Vor dem Einsatz der Videoidentifikation mittels Smartphone musste man, um beispielsweise ein Konto bei einer Bank zu eröffnen, mit dem Postidentifikationsverfahren seine Identität mit einem Ausweis vor Ort bei der Post bestätigen. Einige Zeit später konnte man mit einer Smartcard (einer Chipkarte mit persönlichen Informationen) und einem Kartenlesegerät auch digital unterzeichnen. Mit dem Videoidentifikationsverfahren kann man sich nun den Gang zur Post sparen und man überträgt das ganze vor der Kamera während eines Videochats mit einem speziell geschulten Prüfer als Gegenüber. Dazu benötigt man aber auch noch immer den Ausweis zum Vorzeigen. Nach dem Prozess erhält man den das Zertifikat (privaten Schlüssel) für die QES.  

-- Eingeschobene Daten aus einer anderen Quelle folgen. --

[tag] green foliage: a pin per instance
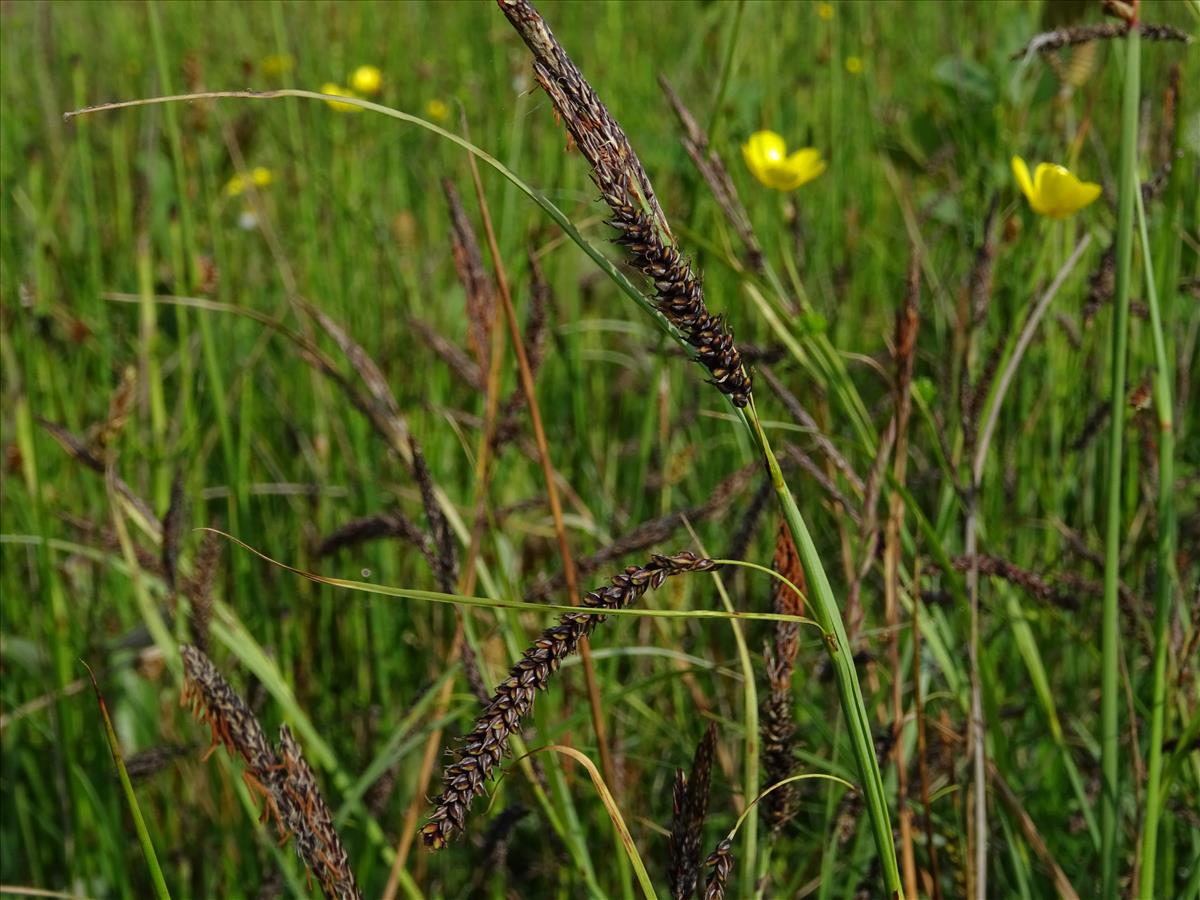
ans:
(106, 219)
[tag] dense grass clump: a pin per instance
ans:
(318, 421)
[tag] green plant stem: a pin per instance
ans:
(139, 823)
(828, 616)
(1163, 403)
(1127, 185)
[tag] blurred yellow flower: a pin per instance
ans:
(339, 91)
(366, 79)
(1053, 191)
(767, 157)
(258, 177)
(276, 64)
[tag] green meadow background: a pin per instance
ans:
(917, 108)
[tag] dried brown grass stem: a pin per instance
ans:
(625, 187)
(483, 749)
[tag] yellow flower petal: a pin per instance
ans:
(340, 91)
(766, 155)
(1054, 191)
(1021, 172)
(366, 79)
(1061, 193)
(807, 165)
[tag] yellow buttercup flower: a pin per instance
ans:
(340, 91)
(366, 79)
(767, 157)
(258, 177)
(1053, 191)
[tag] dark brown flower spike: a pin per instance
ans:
(317, 840)
(285, 780)
(690, 810)
(625, 187)
(777, 721)
(484, 748)
(721, 862)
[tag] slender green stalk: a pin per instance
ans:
(750, 725)
(1127, 186)
(828, 616)
(160, 883)
(1163, 403)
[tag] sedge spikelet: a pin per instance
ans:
(484, 748)
(285, 780)
(721, 862)
(317, 840)
(777, 721)
(624, 186)
(690, 797)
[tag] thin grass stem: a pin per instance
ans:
(1110, 646)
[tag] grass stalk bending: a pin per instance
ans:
(1110, 648)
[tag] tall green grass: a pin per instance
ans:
(133, 203)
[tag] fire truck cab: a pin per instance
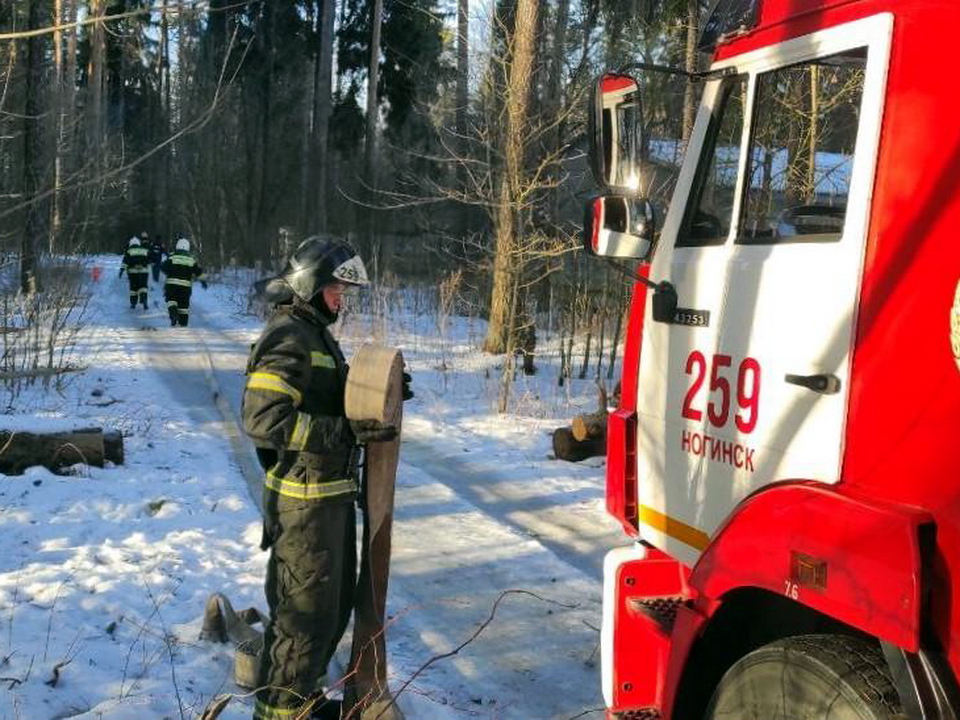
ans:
(785, 454)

Wie läuft der Prozess der Signatur ab: das Dokument wird hochgeladen und dann mit einer Software signiert, die den privaten Schlüssel an das Dokument hängt. Während des Vorganges muss man sich identifizieren. Entweder über eine Smartcard, die durch ein Kartenlesegerät gezogen wird oder per PIN-TAN Verfahren (die sogenannte Fernsignatur gemäß  eIDAS). Dabei ersetzt das Handy eben dann das Kartenlesegerät. Aufgrund dieser zusätzlichen Sicherheitsstufe ist ein Dokument, welches mit einer QES signiert wurde, in allen EU-Mitgliedsstaaten ebenso rechtlich bindend wie ein Dokument mit handschriftlicher Signatur.

Wie sehen digitale Signaturen aus?

Man kann zwei Arten von Signaturen unterscheiden: Die sichtbare, auch Genehmigung genannt und die nicht-sichtbare, auch Zertifizierung genannt.

Eine Genehmigungssignatur wird als Signaturlinie aufgezeigt, so wie bei einer handschriftlichen Signatur. Sie wird für den gleichen Zweck verwendet wie beispielsweise für Verträge und Rechnungen. Diese Signatur kann um  ein Bild der handschriftlichen Unterschrift oder ein Unternehmenssiegel ergänzt werden.

Beispielbild:

Eine Zertifizierungssignatur ist im Dokument selbst nicht sichtbar: Anstelle dessen wird es in der genutzten Software selbst angezeigt (z.B. als blaue Box am Anfang des Dokuments im Adobe Reader oder als rote Teile in der Statuszeile in Microsoft Office).  Diese Signatur wird  normalerweise genutzt,  um ein Dokument vor zukünftigen Änderungen zu schützen und den Autor oder den Ursprung darzustellen.